Hexcellent waved her phone, which was really no more than a big screen, in his face. “It’s all over the web. Those things did a shitload of damage before Heroes got there, and even then managed to put a few out of the fight. You went through them like Thai food through Zone.”

Owen scrunched his brow in response.

“Oh, right, you haven’t been here for Pan-Asian cuisine night. Just be glad we all have our own bathrooms. Also, the point was that you fucking wrecked them.”

“I had the benefit of knowledge on my side. The others went in blind, but I got to know what they could and couldn’t do. That let me tackle them efficiently, without having to worry about them secretly being explosive or having enough firepower to bring me down. First response is always the hardest, most dangerous work,” Owen explained.

“Yeah, I get it, humility, politeness, and blah blah blah. Did they at least get all of those things?”

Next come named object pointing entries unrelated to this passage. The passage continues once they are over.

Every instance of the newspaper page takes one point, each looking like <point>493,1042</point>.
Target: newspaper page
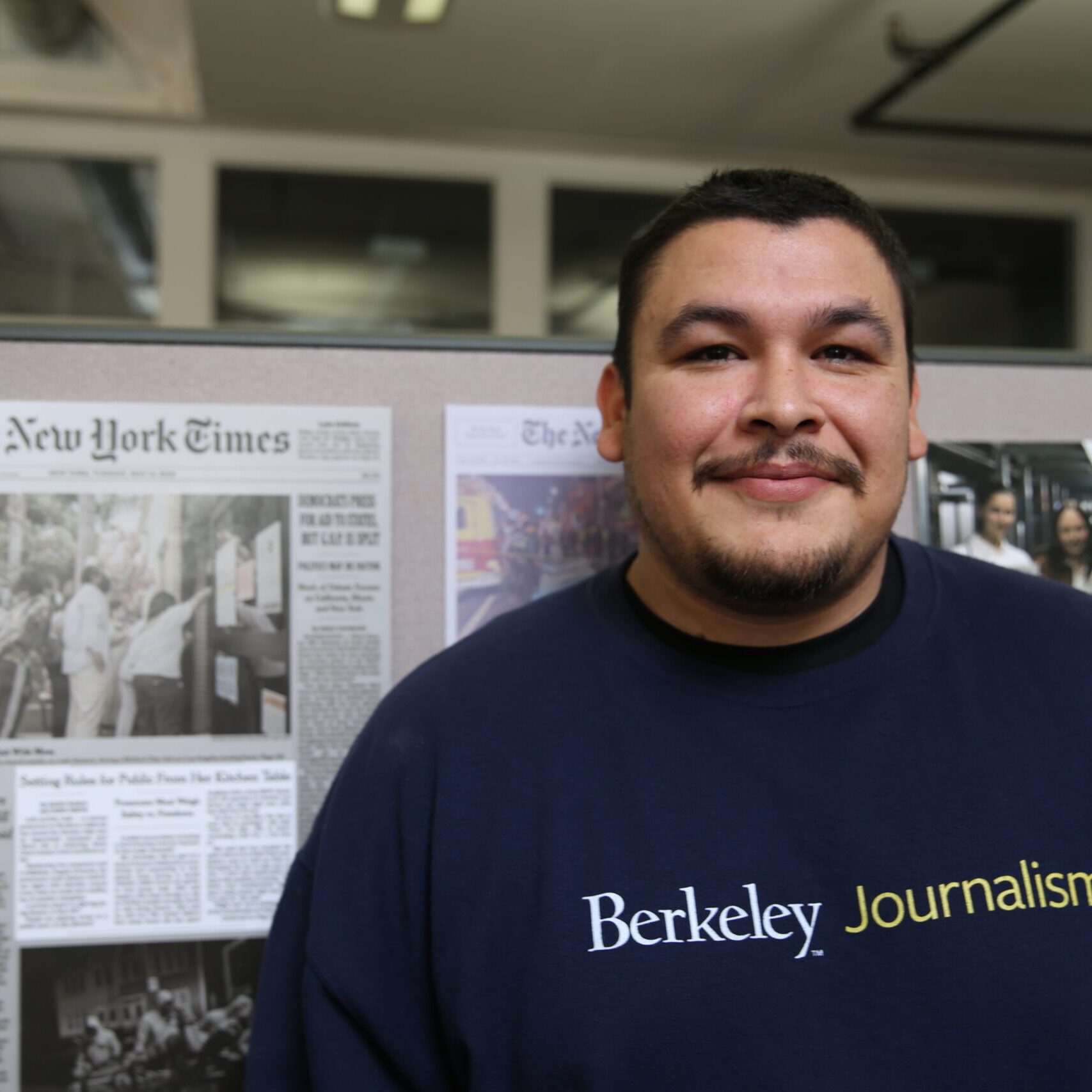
<point>531,508</point>
<point>194,624</point>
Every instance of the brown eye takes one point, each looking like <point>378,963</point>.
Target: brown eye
<point>713,353</point>
<point>841,353</point>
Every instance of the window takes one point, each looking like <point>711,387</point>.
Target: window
<point>77,238</point>
<point>350,253</point>
<point>990,281</point>
<point>590,230</point>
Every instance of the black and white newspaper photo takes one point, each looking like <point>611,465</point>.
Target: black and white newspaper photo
<point>171,574</point>
<point>531,508</point>
<point>1022,506</point>
<point>150,1016</point>
<point>194,622</point>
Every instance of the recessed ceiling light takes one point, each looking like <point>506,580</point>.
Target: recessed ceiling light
<point>424,11</point>
<point>358,9</point>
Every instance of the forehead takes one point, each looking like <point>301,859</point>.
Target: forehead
<point>769,269</point>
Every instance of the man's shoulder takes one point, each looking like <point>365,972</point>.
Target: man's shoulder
<point>1016,605</point>
<point>528,640</point>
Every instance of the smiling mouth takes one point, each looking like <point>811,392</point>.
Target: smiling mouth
<point>807,471</point>
<point>771,482</point>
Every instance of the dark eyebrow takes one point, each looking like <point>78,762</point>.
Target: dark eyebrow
<point>695,313</point>
<point>859,312</point>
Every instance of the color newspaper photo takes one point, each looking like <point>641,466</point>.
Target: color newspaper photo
<point>150,1017</point>
<point>1022,506</point>
<point>143,615</point>
<point>522,536</point>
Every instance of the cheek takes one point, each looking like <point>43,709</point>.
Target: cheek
<point>678,427</point>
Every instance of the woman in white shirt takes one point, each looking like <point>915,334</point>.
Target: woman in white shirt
<point>154,665</point>
<point>1068,559</point>
<point>996,514</point>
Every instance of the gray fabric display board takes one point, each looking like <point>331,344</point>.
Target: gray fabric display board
<point>988,402</point>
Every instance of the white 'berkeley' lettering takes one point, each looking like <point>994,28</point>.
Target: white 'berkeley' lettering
<point>611,930</point>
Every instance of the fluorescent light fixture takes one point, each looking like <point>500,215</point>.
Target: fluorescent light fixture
<point>358,9</point>
<point>424,11</point>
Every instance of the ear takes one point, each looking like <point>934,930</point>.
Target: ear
<point>919,441</point>
<point>611,399</point>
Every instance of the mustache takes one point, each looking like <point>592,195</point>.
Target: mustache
<point>801,450</point>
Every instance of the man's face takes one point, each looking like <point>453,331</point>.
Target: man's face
<point>999,514</point>
<point>771,413</point>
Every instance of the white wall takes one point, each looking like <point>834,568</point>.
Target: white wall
<point>188,156</point>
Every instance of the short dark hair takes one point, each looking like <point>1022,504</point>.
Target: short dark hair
<point>1055,562</point>
<point>784,198</point>
<point>983,495</point>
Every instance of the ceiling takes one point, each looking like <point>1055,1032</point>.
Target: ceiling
<point>696,78</point>
<point>706,79</point>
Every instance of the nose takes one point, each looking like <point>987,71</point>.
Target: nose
<point>781,399</point>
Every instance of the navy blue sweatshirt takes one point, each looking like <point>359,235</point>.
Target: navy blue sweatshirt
<point>565,855</point>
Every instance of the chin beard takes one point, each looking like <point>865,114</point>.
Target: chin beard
<point>760,582</point>
<point>764,585</point>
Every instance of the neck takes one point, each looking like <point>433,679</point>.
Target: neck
<point>684,608</point>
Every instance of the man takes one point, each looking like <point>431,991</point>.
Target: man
<point>86,650</point>
<point>23,636</point>
<point>787,804</point>
<point>160,1042</point>
<point>99,1048</point>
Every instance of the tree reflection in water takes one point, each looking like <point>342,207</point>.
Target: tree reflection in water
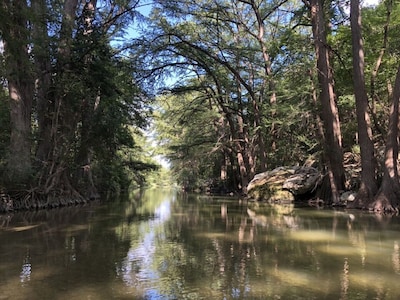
<point>168,245</point>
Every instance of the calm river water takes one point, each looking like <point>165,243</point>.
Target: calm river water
<point>169,245</point>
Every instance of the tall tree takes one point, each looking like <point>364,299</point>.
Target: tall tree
<point>387,198</point>
<point>368,186</point>
<point>16,38</point>
<point>329,114</point>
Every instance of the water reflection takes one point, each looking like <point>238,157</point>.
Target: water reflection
<point>167,245</point>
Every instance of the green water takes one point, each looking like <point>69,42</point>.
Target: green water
<point>169,245</point>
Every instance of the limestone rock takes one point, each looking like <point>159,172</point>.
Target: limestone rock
<point>283,183</point>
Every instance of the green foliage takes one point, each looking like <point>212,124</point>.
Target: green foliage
<point>4,127</point>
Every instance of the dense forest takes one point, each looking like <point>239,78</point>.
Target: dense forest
<point>227,89</point>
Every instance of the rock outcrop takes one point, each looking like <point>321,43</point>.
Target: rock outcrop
<point>283,183</point>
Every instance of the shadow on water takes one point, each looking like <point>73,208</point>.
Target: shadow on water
<point>169,245</point>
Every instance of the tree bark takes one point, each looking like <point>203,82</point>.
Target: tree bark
<point>368,186</point>
<point>330,116</point>
<point>20,86</point>
<point>387,198</point>
<point>43,79</point>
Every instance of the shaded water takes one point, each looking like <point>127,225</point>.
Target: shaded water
<point>167,245</point>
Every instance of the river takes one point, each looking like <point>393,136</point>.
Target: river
<point>161,244</point>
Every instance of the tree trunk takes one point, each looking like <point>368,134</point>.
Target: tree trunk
<point>20,86</point>
<point>43,80</point>
<point>330,116</point>
<point>387,198</point>
<point>368,185</point>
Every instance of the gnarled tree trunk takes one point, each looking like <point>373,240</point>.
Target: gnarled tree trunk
<point>330,116</point>
<point>368,185</point>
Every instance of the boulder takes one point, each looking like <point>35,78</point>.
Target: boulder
<point>283,183</point>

“They did.” When Owen had told Dispatch about bringing his down, she’d updated him on the rest of the threat. The second wave had been smaller and less organized than the first; by the time a crew was picking up the remains of his fight, the rest had already been terminated.

“What do you think they wanted, anyway? To rob the food court?”

“Honestly, I think they were a test run,” Owen replied.

“Wait, that was a fucking beta trial?”

“It’s my theory.” Owen glanced out the window, marveling at how quickly they’d gotten the messes cleaned up and traffic flowing. “Those things were strong, but they had some serious design flaws. Add in the lack of a clear objective, and it points to someone seeing how his first batch of bots stacked up against the town’s Heroes. You’d be surprised how many tech-genius Supers use the exact same opening gambit.”

“Oooh, or what if the robots sprang to life and got away from him? They surged out of the laboratory, hell-bent on destruction of the human world. Titan, you may have just helped stop the robot-apocalypse.” Hexcellent reached over and patted him on the head, stretching her long arms to their limit. “Good boy.”

“You just pretty much drift along in your own world, don’t you?”

“I’m a quasi-celebrity. I think we can both agree that’s my right.” Hexcellent stopped patting as the town car whispered up to a curb. Before she could reach the handle, the door swung open and a hand literally covered in tattoos reached in. It delicately took Hexcellent’s hand and helped pull her out of the vehicle as Owen emerged on his own side.